Buckleigh reached maximum engorgement at that: “How dare you cavil with me, you young bounder, you degenerate little wretch?”
“Calm, calm, Mr. Buckleigh,” said Dr. Porter. “Yes, Simion, if you give us your answer now—”
“No,” said Simion. “If I have to answer for him, no, I won’t leave my place in his house, I won’t decline the Canova Prize in his name, I won’t make him suppress his critical notices and the photographs of the piece, and I won’t promise in his name not to make anything similar.”
“The legal authorities—” began Buckleigh.
“—wouldn’t be involved, you said, sir, if I answered. I answered. No is just as much an answer as yes,” said Simion.
Calley looked him over. “Are you sure that jurisprudence isn’t your true vocation of choice? You could set up shop in a handsome leather-lined office and defend poisoners and embezzlers and Irish politicians caught with their thumbs in the pie, and charge handsomely for your services, and buy more stocks. And racehorses. Have you ever considered a career as a lawyer?”
“Or perhaps I might become a clergyman and collect sordid rumors from lazy degenerates and aspiring blackmailers, and get up my own little Protestant inquisition,” Simion suggested. This well-placed blow was felt as he intended—he saw Porter turn paste-white at his audacity.

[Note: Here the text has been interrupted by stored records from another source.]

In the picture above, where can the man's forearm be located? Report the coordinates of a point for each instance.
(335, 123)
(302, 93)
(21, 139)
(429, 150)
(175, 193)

“Take your fast-talking, caviling self out of this room and tell Professor Klionarios to come in here, and wait outside until you’re called. And don’t try to recapitulate this conversation to him.”
“They want you,” Simion said to Dori. “You’ll have to think on your feet—they’re not playing, they’re going for blood.” Once alone, he slumped onto the divan, feeling with his palm the heat of Doriskos’s body there. His throat was suddenly fever-dry. He sighted a dusty carafe on an end-table, but it was empty—not even an inch of stale water for the captives’ throats.
“Well?” Porter asked blandly when Doriskos re-entered.
“What does young Mr. Satterwhite tell you?” Calley amiably asked.
“He says I’ll have to think on my feet.”
“Very sharp of him,” said Porter. “No doubt you know all about young Mr. Satterwhite’s desire to attend the Sheffield School of Medicine over the next th
ree years. His ability to do so will depend upon your response.”
“His grades already entitle him to a place there. It’s nothing to do with me.”
“Ah, yes, entitlement. He has quite a handsome concept of personal entitlement, that young man. And I see that you have it on his behalf, as well. However, the acceptances have not yet been sent out, and if I am not quite sure that you will have nothing more to do with him nor he with you during his time at the Medical School, he won’t be getting his. I’ll repeat to you the conditions that I quoted to him—he must be out of your house posthaste, and you and he will not so much as speak to one another on the grounds of this institution or in this town over the three years that it will take him to earn his medical diploma. Nor will either of you do anything else anywhere else that will cast opprobrium on this institution. You, for your part, will decline the Canova Prize, have the publicity suppressed at your own expense, and have the goodness not to produce any other representations of naked undergraduates during your time here. If all these conditions are met, he will get his acceptance to the Medical School, however much I might wish that he’d continue his education elsewhere, and you will be safe from legal investigation unless you do something else to warrant it.”
“I couldn’t presume to speak for him,” said Doriskos, feeling their damnation settle on him like a fine sharp dust. “I must consult with him.”
“I give no permission—”
“I’m going to ask him anyway. Excuse me,” said Dori. He stepped out and closed the door.
In their sweaty lair behind that door, Porter and Buckleigh and Calley heard what was said on the other side of it.
“You’re asking me? You go in there and tell them Hell no! Why d’you need to ask me anything? Do you think I’d barter your fame and your future for an acceptance to their medical school? They already gave me a chance, and I didn’t! You go in there and tell them to stick their offer in their gummy old ears and shove until it comes out the other side!”